The second-quarter (Q2) Afrimat Construction Index (ACI) has dropped sharply on the back of the national lockdown regulations imposed between April and June to deal with the Covid-19 pandemic.
JSE-listed openpit miner Afrimat produces industrial minerals, bulk commodities and construction materials.
The ACI is a composite index of activity within the building and construction sector, compiled by economist Dr Roelof Botha on behalf of Afrimat.
Prior to the Covid-19 pandemic, the sector had been battling with low levels of business confidence, high interest rates, declining levels of public sector expenditure on infrastructure and lethargic economic growth.
When the lockdown came, the sector temporarily almost ground to a halt, with April recording insignificant levels of activity for every key indicator relating to construction.
The ACI, therefore, dropped to well below the 100 level (representing the base period for the index), which also occurred during the first quarter, when the ACI dropped to below 100 for the first time.
Gross domestic product (GDP) figures for the second quarter released by Statistics South Africa on September 8 indicate that construction fared the worst of all economic sectors, declining by more than 30% compared with the same period last year (at current prices).
For the economy as a whole, the nominal decline in GDP amounted to 14.8% (year-on-year).
Fortunately, however, the systematic easing of lockdown regulations has led to a V-shaped recovery for most key sectors of the economy, most notably retail trade sales by general dealers, which were already 2% higher in June than the same month a year earlier (at current prices), states the Q2 ACI report.
The same trend holds true for retail sales by hardware stores, which recorded year-on-year growth of 4% during June.
The volume of building materials produced nevertheless remained subdued throughout the second quarter, and is only expected to show a meaningful recovery during the third quarter of the year, notes the ACI report.
“Contractors and builders are obviously under huge pressure to catch up on lost construction time and the imminent further relaxation of lockdown regulations could pave the way for a bumper fourth quarter for the construction sector.
“Overtime work will also be facilitated by the return of the summer.

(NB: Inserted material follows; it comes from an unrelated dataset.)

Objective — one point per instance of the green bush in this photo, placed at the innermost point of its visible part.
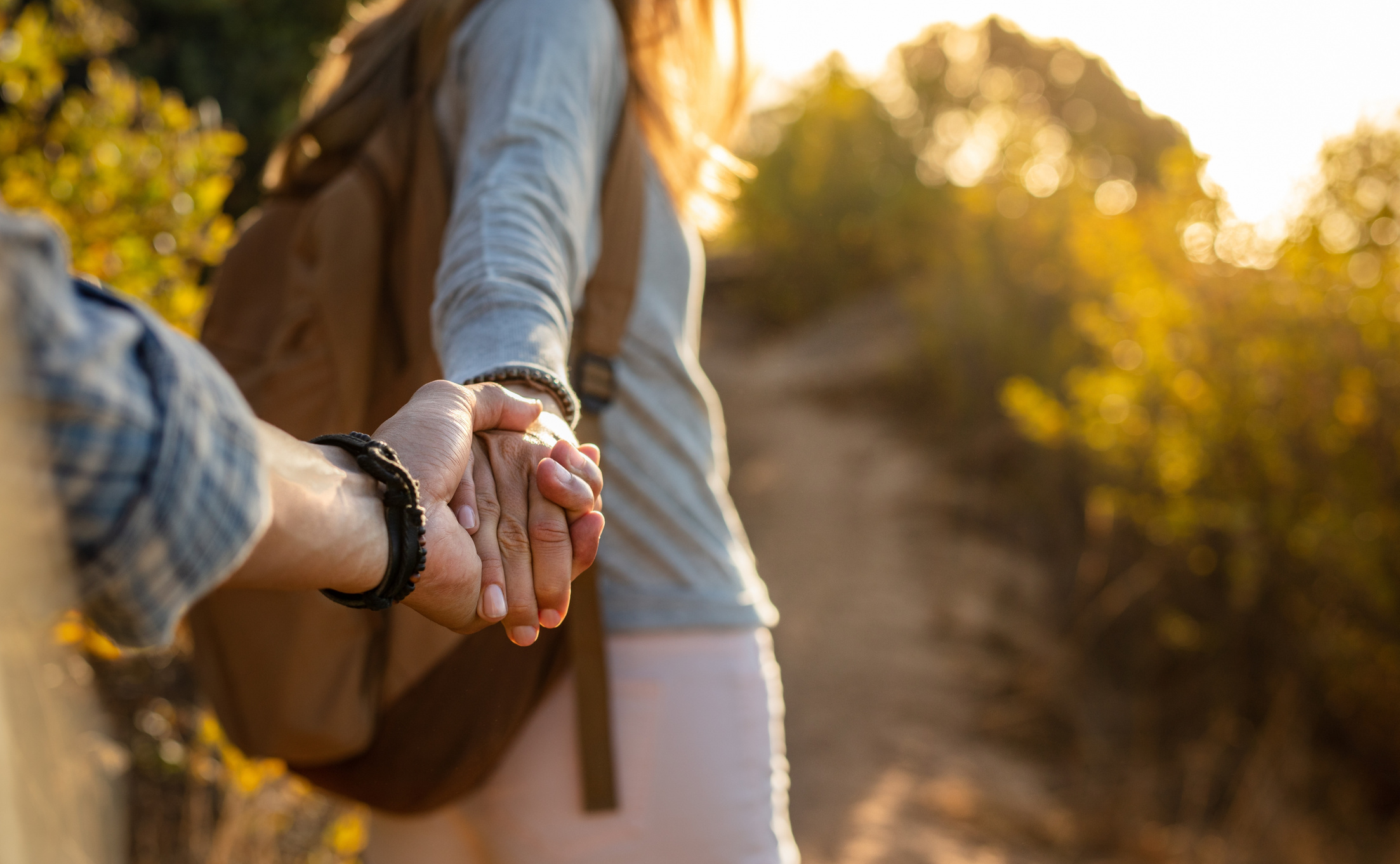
(1228, 412)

During December, the interior of the country enjoys almost 14 hours of daylight.”
Botha stresses that the ACI’s trend for the second quarter is abnormal, and should not be mistaken for a likely future trend.
Botha notes that a number of potentially strong growth drivers have started to emerge in the aftermath of the worst stages of the pandemic and that these promise to boost construction activity during the rest of the year and into next year.
Lending rates have dropped to their lowest level in several decades and, if sustained, will lower the cost of capital formation over the next couple of years.
Arguably the most important tangible driver of recovery in construction is the infrastructure drive by government, which will be implemented in close cooperation with the private sector.
During a briefing at the end of July the head of the Presidency’s Investment and Infrastructure Office, Dr Kgosientsho Ramokgopa, announced that details of 51 infrastructure projects had been gazetted.
These projects have been declared strategically important and will be fast-tracked to secure the necessary approvals (including municipal rezoning and water rights) by the end of September.
This means that work on the projects should start before the end of October, or at the very least tenders should have been issued in this time, says Botha.
An amount of R340-billion has been earmarked for these projects and the necessary sovereign guarantees and approvals for increased borrowing have already been secured, while funding has been agreed with private sector banks and development organisations.
“Construction is the most labour-intensive sector in the economy and the high priority that has been assigned to affordable housing projects has the potential to re-energise a pervasive supply chain that is not reliant on imports, with value being added by domestic businesses," says Botha.
He is confident that the construction sector has already started to lay the foundations for an exceptionally strong performance during the second half of the year and that the macroeconomic dividends from National Treasury’s new growth plan will become visible in 2021.
Afrimat CEO Andries van Heerden believes that this bodes well for the recovery of the South African economy post Covid-19.
“We are ready for the infrastructure projects to roll out and remain hopeful that government will act speedily on this for the sake of the people of South Africa.”